4) Can you tell us a bit about how your idea of Peace and Gender Equality looks, now?
That is a really broad question, and I hope to do justice to it. Sometimes, challenging questions can make one articulate some really crucial insights that are surprising, to say the least. I think my own understanding of peace has grown after I have invested more time and energy in learning about patriarchy and masculinity. I can now see why women feel angry about men not doing enough in terms of emotional labour. I can look back, and identify moments of misogyny in my own relationships. Building peace demands that we address structural violence in our society. I think there is this notion that only a limited amount of power is available, and that it has to be claimed not from within but by snatching it from other people. Because of this erroneous idea, patriarchy has systematically worked towards devaluing women and queer people. Their rights need to be respected if one wants to see peace in action. It is time for toxic masculinity to retire and die.

 
5) You've been doing some interesting work through your #MardonWaaliBaat campaign. Can you tell us a bit about it?
I had been looking for a space that would bring together men for conversations about gender roles, masculinity, intimacy, body shaming, sexuality, mental health, sexual violence, consent and self-care. I did not find one, so I decided to start it by hosting sessions that I would facilitate using a mix of fun activities, videos, one-on-one peer sharing and whole group discussions. I have been conducting workshops around gender sensitivity with high school boys for a while but I really wanted to work with adult men as well. I have got an encouraging response so far with men saying that they have been hungry for a space like this where they can be themselves and share openly without the burden of manning up or masking vulnerability because men are expected to be rought and tough. I use #MardonWaaliBaat to also document interesting tweets, news items and commentaries. The name #MardonWaaliBaat is now also being used by an organization called Equal Half, and I want to use this platform to clarify that mine is an independent initiative. I do not buy into the #Planet5050 language because it is built on the binary of male and female. It invisibilizes diversity in terms of gender identity and sexual orientation/preference. It deliberately overlooks the issues faced by trans, queer and non-binary people.

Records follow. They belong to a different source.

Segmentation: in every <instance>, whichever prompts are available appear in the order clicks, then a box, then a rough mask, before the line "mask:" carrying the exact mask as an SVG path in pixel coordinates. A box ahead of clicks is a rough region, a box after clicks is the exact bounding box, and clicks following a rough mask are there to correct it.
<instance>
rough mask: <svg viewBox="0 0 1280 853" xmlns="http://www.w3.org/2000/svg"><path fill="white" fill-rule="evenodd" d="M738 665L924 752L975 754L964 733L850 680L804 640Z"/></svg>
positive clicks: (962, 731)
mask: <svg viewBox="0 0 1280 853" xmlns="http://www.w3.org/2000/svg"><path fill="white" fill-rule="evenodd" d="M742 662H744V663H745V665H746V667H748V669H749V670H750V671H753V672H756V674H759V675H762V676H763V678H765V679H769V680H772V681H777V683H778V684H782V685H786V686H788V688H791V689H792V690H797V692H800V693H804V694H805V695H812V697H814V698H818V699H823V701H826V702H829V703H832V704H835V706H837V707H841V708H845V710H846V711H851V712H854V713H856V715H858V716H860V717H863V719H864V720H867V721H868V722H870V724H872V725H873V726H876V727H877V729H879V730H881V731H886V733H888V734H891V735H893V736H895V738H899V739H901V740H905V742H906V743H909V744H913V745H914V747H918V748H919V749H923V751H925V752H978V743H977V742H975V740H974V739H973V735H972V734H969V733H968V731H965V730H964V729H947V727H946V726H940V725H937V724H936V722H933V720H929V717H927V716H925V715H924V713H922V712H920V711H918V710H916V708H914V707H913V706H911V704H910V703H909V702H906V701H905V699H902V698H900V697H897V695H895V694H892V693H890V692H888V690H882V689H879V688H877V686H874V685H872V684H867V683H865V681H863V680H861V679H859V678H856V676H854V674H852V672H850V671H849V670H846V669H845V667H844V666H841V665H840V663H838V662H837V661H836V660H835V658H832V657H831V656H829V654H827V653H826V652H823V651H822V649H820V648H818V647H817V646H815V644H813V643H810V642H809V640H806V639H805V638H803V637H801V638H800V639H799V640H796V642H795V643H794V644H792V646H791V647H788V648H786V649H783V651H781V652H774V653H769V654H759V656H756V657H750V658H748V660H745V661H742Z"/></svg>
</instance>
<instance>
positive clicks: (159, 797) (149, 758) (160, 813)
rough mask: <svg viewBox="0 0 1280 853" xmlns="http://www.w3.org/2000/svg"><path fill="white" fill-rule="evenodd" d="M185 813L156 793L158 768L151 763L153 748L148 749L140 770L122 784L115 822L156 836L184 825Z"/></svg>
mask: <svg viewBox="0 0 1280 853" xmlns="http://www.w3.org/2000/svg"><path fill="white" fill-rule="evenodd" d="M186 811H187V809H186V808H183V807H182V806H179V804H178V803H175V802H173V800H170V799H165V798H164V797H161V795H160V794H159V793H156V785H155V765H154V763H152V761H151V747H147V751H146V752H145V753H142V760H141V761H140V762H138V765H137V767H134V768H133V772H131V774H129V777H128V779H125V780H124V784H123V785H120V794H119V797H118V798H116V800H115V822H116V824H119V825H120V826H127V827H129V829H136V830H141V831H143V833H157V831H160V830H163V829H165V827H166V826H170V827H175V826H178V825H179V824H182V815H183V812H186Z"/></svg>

6) One of your longstanding initiatives has been Friendship Across Borders. Can you tell us what's in the pipeline with FAB?

Friendships Across Borders or #aaodostikarein, as it is more commonly known, will complete five years in February 2019. I am in the process of reviewing what has happened so far, and what might be a beneficial direction to take. India-Pakistan dialogue is very much an area I would like to continue devoting my energy to because there is much distrust and animosity in that relationship. It has been a happy journey, not terribly illustrious in terms of accomplishments to show off, but I feel confident that it has made a positive contribution. #aaodostikarein has managed to reach teachers and students in Trivandrum, Delhi, Lucknow, Mumbai, Lahore, Islamabad, Vermont, Maine, Vadodara, Chennai, Pondicherry, Bangalore, Hyderabad, Pune, Jodhpur, Panchgani, Chandigarh and many other places, and I am grateful for their participation. I do not really measure impact in terms of number of people who attended my talks or workshops because I think that is an inauthentic way of learning about attitudinal change. Peace education happens in a slow, almost invisible manner. One can think only in terms of seeds sown. Some will germinate, some will be carried away by birds, some will go deep into the ground and come up when the time is right, and some will die sooner than expected. I believe in smaller, quieter work, so thinking in terms of scaling up does not come naturally to me. I would like to do more peace journalism workshops with media students because that is an area that could benefit from my engagement. Young journalists in the making can be inspired to stay steadfast in their belief that their words and their stories matter. They do not need to grow wistful because everyone else is a sell-out. We live on platters of hope, a few crumbs cannot sustain us for long.